Foire aux questions


L’APA se prescrit par deux ans


Message de Françoise. Elle attire notre attention – et donc la vôtre – sur le comportement inadmissible de son conseil général. Il réclame aux familles de bénéficiaires de l’APA les sommes versées au titre d’avance forfaitaire en 2002 – au lancement de l’APA – alors que l’APA n’est pas récupérable.

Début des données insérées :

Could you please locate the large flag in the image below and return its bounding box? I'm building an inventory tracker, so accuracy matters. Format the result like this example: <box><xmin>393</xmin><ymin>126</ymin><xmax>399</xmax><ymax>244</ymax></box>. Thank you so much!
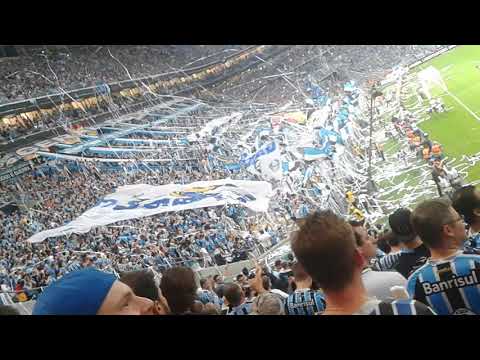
<box><xmin>240</xmin><ymin>142</ymin><xmax>283</xmax><ymax>180</ymax></box>
<box><xmin>303</xmin><ymin>144</ymin><xmax>332</xmax><ymax>161</ymax></box>
<box><xmin>28</xmin><ymin>179</ymin><xmax>272</xmax><ymax>243</ymax></box>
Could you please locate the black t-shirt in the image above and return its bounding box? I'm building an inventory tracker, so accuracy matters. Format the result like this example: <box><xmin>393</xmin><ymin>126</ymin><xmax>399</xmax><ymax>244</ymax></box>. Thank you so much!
<box><xmin>394</xmin><ymin>244</ymin><xmax>430</xmax><ymax>279</ymax></box>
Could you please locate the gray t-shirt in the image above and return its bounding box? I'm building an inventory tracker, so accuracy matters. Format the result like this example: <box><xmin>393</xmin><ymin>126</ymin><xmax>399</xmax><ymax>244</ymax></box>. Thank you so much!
<box><xmin>362</xmin><ymin>268</ymin><xmax>407</xmax><ymax>300</ymax></box>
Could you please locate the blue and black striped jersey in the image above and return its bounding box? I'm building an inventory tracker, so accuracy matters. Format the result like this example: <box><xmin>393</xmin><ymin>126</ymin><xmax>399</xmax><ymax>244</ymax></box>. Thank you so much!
<box><xmin>372</xmin><ymin>251</ymin><xmax>402</xmax><ymax>271</ymax></box>
<box><xmin>285</xmin><ymin>289</ymin><xmax>325</xmax><ymax>315</ymax></box>
<box><xmin>198</xmin><ymin>290</ymin><xmax>222</xmax><ymax>306</ymax></box>
<box><xmin>407</xmin><ymin>251</ymin><xmax>480</xmax><ymax>315</ymax></box>
<box><xmin>227</xmin><ymin>302</ymin><xmax>252</xmax><ymax>315</ymax></box>
<box><xmin>369</xmin><ymin>299</ymin><xmax>436</xmax><ymax>315</ymax></box>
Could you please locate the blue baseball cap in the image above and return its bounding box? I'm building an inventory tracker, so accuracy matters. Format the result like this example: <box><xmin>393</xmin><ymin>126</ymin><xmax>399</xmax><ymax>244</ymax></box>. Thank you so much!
<box><xmin>33</xmin><ymin>268</ymin><xmax>117</xmax><ymax>315</ymax></box>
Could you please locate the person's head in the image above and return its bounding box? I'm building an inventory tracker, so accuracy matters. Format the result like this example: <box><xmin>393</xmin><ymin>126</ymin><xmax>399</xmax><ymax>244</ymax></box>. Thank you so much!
<box><xmin>223</xmin><ymin>284</ymin><xmax>245</xmax><ymax>307</ymax></box>
<box><xmin>120</xmin><ymin>270</ymin><xmax>169</xmax><ymax>315</ymax></box>
<box><xmin>33</xmin><ymin>268</ymin><xmax>153</xmax><ymax>315</ymax></box>
<box><xmin>388</xmin><ymin>208</ymin><xmax>417</xmax><ymax>244</ymax></box>
<box><xmin>275</xmin><ymin>260</ymin><xmax>282</xmax><ymax>270</ymax></box>
<box><xmin>291</xmin><ymin>210</ymin><xmax>364</xmax><ymax>291</ymax></box>
<box><xmin>237</xmin><ymin>274</ymin><xmax>247</xmax><ymax>284</ymax></box>
<box><xmin>292</xmin><ymin>261</ymin><xmax>313</xmax><ymax>288</ymax></box>
<box><xmin>251</xmin><ymin>292</ymin><xmax>285</xmax><ymax>315</ymax></box>
<box><xmin>452</xmin><ymin>185</ymin><xmax>480</xmax><ymax>225</ymax></box>
<box><xmin>160</xmin><ymin>267</ymin><xmax>197</xmax><ymax>314</ymax></box>
<box><xmin>412</xmin><ymin>199</ymin><xmax>466</xmax><ymax>250</ymax></box>
<box><xmin>202</xmin><ymin>303</ymin><xmax>221</xmax><ymax>315</ymax></box>
<box><xmin>262</xmin><ymin>275</ymin><xmax>272</xmax><ymax>291</ymax></box>
<box><xmin>0</xmin><ymin>305</ymin><xmax>20</xmax><ymax>316</ymax></box>
<box><xmin>350</xmin><ymin>224</ymin><xmax>377</xmax><ymax>262</ymax></box>
<box><xmin>200</xmin><ymin>279</ymin><xmax>208</xmax><ymax>290</ymax></box>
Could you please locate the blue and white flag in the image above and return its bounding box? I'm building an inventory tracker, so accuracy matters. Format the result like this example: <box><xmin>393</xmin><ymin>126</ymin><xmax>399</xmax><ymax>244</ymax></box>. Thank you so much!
<box><xmin>303</xmin><ymin>145</ymin><xmax>332</xmax><ymax>161</ymax></box>
<box><xmin>240</xmin><ymin>142</ymin><xmax>283</xmax><ymax>180</ymax></box>
<box><xmin>27</xmin><ymin>179</ymin><xmax>272</xmax><ymax>243</ymax></box>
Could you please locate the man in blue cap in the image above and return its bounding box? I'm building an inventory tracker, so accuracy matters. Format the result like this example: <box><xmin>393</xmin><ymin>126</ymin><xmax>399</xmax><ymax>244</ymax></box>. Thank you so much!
<box><xmin>33</xmin><ymin>268</ymin><xmax>154</xmax><ymax>315</ymax></box>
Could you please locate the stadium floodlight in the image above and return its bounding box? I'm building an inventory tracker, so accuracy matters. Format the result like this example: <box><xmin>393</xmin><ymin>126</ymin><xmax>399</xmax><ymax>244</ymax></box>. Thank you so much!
<box><xmin>418</xmin><ymin>66</ymin><xmax>448</xmax><ymax>99</ymax></box>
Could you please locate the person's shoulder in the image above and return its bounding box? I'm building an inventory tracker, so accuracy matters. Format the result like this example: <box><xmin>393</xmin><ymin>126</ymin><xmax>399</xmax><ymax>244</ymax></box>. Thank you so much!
<box><xmin>454</xmin><ymin>248</ymin><xmax>480</xmax><ymax>262</ymax></box>
<box><xmin>407</xmin><ymin>261</ymin><xmax>432</xmax><ymax>282</ymax></box>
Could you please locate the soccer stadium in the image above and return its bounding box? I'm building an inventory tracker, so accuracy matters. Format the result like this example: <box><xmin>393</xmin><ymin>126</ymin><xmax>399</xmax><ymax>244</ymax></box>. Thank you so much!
<box><xmin>0</xmin><ymin>45</ymin><xmax>480</xmax><ymax>316</ymax></box>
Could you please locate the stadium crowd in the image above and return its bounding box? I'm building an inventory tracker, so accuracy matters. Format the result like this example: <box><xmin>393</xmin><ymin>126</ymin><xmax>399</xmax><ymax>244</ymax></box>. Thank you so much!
<box><xmin>0</xmin><ymin>44</ymin><xmax>480</xmax><ymax>315</ymax></box>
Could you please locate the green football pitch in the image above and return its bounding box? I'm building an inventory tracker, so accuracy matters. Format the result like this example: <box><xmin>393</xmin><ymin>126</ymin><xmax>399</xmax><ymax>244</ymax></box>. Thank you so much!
<box><xmin>404</xmin><ymin>45</ymin><xmax>480</xmax><ymax>182</ymax></box>
<box><xmin>374</xmin><ymin>45</ymin><xmax>480</xmax><ymax>221</ymax></box>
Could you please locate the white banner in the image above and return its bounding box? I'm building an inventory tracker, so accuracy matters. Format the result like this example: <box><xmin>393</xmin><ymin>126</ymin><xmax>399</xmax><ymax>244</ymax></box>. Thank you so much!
<box><xmin>27</xmin><ymin>179</ymin><xmax>272</xmax><ymax>243</ymax></box>
<box><xmin>187</xmin><ymin>112</ymin><xmax>243</xmax><ymax>141</ymax></box>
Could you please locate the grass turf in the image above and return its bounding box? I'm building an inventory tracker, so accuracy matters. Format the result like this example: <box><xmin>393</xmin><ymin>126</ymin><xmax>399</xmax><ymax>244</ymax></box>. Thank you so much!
<box><xmin>405</xmin><ymin>45</ymin><xmax>480</xmax><ymax>181</ymax></box>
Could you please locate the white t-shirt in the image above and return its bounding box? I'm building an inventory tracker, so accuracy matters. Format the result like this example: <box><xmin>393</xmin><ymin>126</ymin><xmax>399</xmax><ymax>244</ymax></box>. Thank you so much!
<box><xmin>362</xmin><ymin>268</ymin><xmax>407</xmax><ymax>300</ymax></box>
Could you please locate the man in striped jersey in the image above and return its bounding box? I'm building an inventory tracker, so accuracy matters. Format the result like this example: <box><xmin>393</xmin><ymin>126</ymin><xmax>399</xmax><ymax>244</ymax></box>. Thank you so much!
<box><xmin>352</xmin><ymin>222</ymin><xmax>407</xmax><ymax>300</ymax></box>
<box><xmin>223</xmin><ymin>283</ymin><xmax>252</xmax><ymax>315</ymax></box>
<box><xmin>291</xmin><ymin>210</ymin><xmax>433</xmax><ymax>315</ymax></box>
<box><xmin>408</xmin><ymin>199</ymin><xmax>480</xmax><ymax>315</ymax></box>
<box><xmin>285</xmin><ymin>262</ymin><xmax>325</xmax><ymax>315</ymax></box>
<box><xmin>452</xmin><ymin>185</ymin><xmax>480</xmax><ymax>250</ymax></box>
<box><xmin>197</xmin><ymin>277</ymin><xmax>222</xmax><ymax>306</ymax></box>
<box><xmin>372</xmin><ymin>209</ymin><xmax>430</xmax><ymax>278</ymax></box>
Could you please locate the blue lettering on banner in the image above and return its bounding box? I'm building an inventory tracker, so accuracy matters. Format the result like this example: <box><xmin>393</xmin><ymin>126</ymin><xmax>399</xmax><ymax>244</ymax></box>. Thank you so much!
<box><xmin>113</xmin><ymin>200</ymin><xmax>141</xmax><ymax>210</ymax></box>
<box><xmin>97</xmin><ymin>199</ymin><xmax>117</xmax><ymax>207</ymax></box>
<box><xmin>143</xmin><ymin>199</ymin><xmax>170</xmax><ymax>209</ymax></box>
<box><xmin>90</xmin><ymin>184</ymin><xmax>256</xmax><ymax>210</ymax></box>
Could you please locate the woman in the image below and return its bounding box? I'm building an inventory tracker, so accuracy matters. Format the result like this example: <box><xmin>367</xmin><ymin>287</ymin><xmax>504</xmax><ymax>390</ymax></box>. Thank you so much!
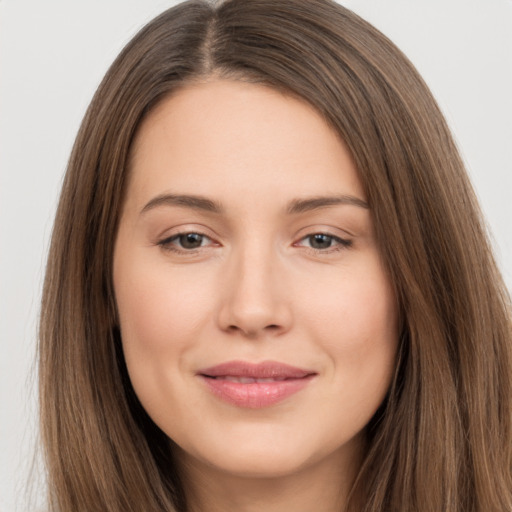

Réponse. Rappelons les textes en la matière : article L232-15 du Code de
l’action sociale et des familles.

L’action du bénéficiaire pour le versement de l’allocation personnalisée d’autonomie se prescrit par deux ans. Le dit bénéficiaire doit apporter la preuve de l’effectivité de l’aide qu’il a reçue ou des frais qu’il a dû acquitter pour que son action soit recevable. Cette prescription est également applicable, sauf en cas de fraude ou de
fausse déclaration, à l’action intentée par le président du conseil général ou
le représentant de l’État, pour la mise en recouvrement des sommes indûment
versées. Un décret précise les montants minimaux en deçà desquels l’allocation
n’est pas versée ou recouvrée. L’allocation personnalisée d’autonomie
est incessible, en tant qu’elle est versée directement au bénéficiaire, et
insaisissable.

Seules les sommes indûment versées sont récupérables, mais pas l’APA elle-même.

Il est quand même scandaleux qu’un conseil général essaie de récupérer – en induisant en erreur de supposés créanciers – des sommes non récupérables.